Magneto-mechanical Coupling in Thermal Amorphous Solids

TL;DR

This paper develops a theoretical framework for understanding magneto-mechanical interactions in thermal amorphous solids, addressing the lack of lattice anisotropy and easy axes present in crystalline materials.

Contribution

It introduces a new theory for the mixed responses of amorphous solids to mechanical and magnetic stimuli, including atomistic models tested on bulk and nano-film samples.

Findings

Predictions of magnetostriction in amorphous materials validated.

Nano-film magnetostriction effects with self-affine interfaces analyzed.

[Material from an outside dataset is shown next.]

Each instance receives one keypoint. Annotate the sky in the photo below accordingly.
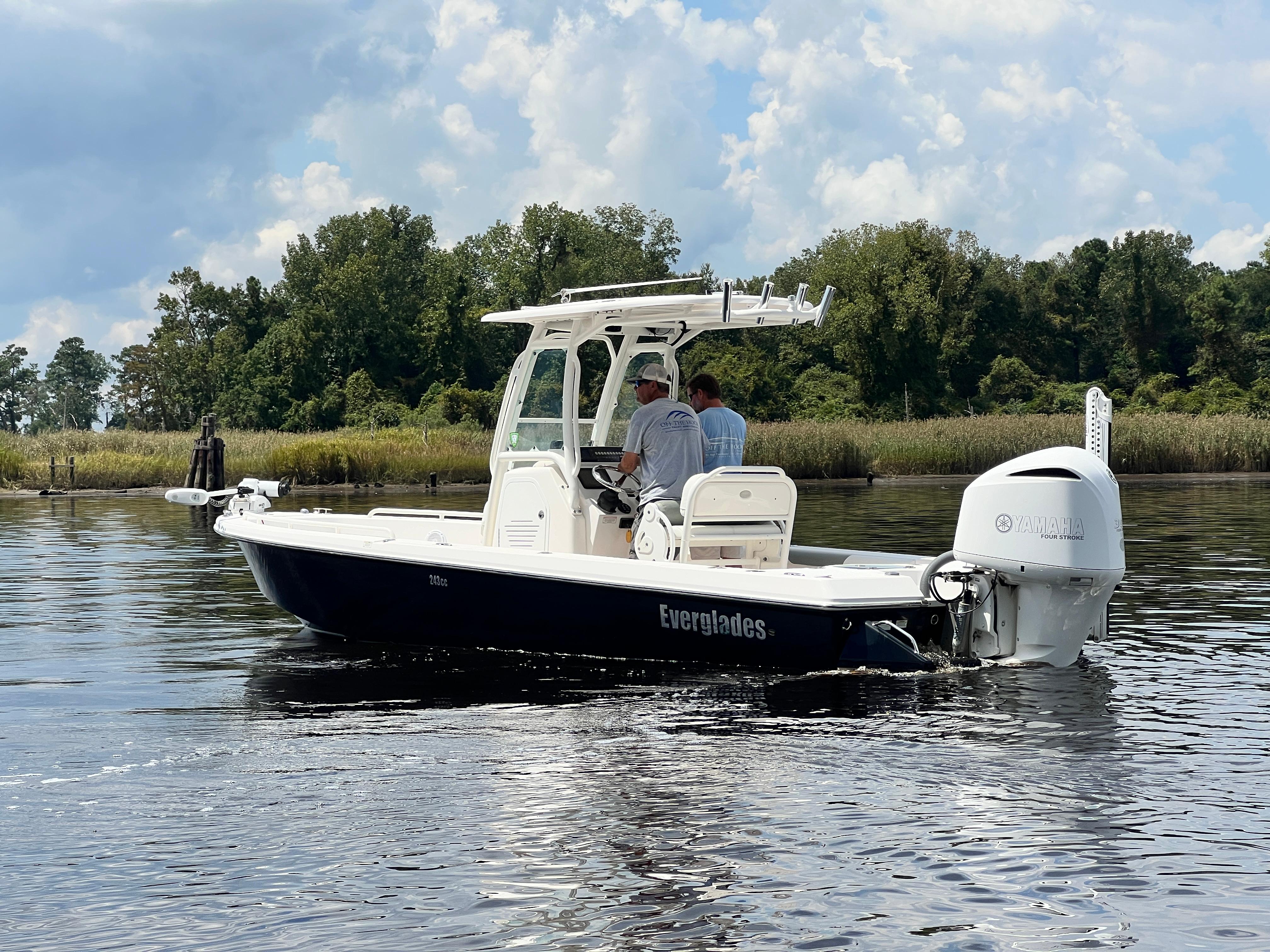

Theoretical framework accommodates amorphous structure without easy axes.

Abstract

Standard approaches to magneto-mechanical interactions in thermal magnetic crystalline solids involve Landau functionals in which the lattice anisotropy and the resulting magnetization easy axes are taken explicitly into account. In glassy systems one needs to develop a theory in which the amorphous structure precludes the existence of an easy axis, and in which the constituent particles are free to respond to their local amorphous surroundings and the resulting forces. We present a theory of all the mixed responses of an amorphous solids to mechanical strains and magnetic fields. Atomistic models are proposed in which we test the predictions of magnetostriction for both bulk and nano-film amorphous samples. The application to nano-films with emergent self-affine free interfaces requires a careful definition of the film 'width' and its change due to the magnetostriction effect.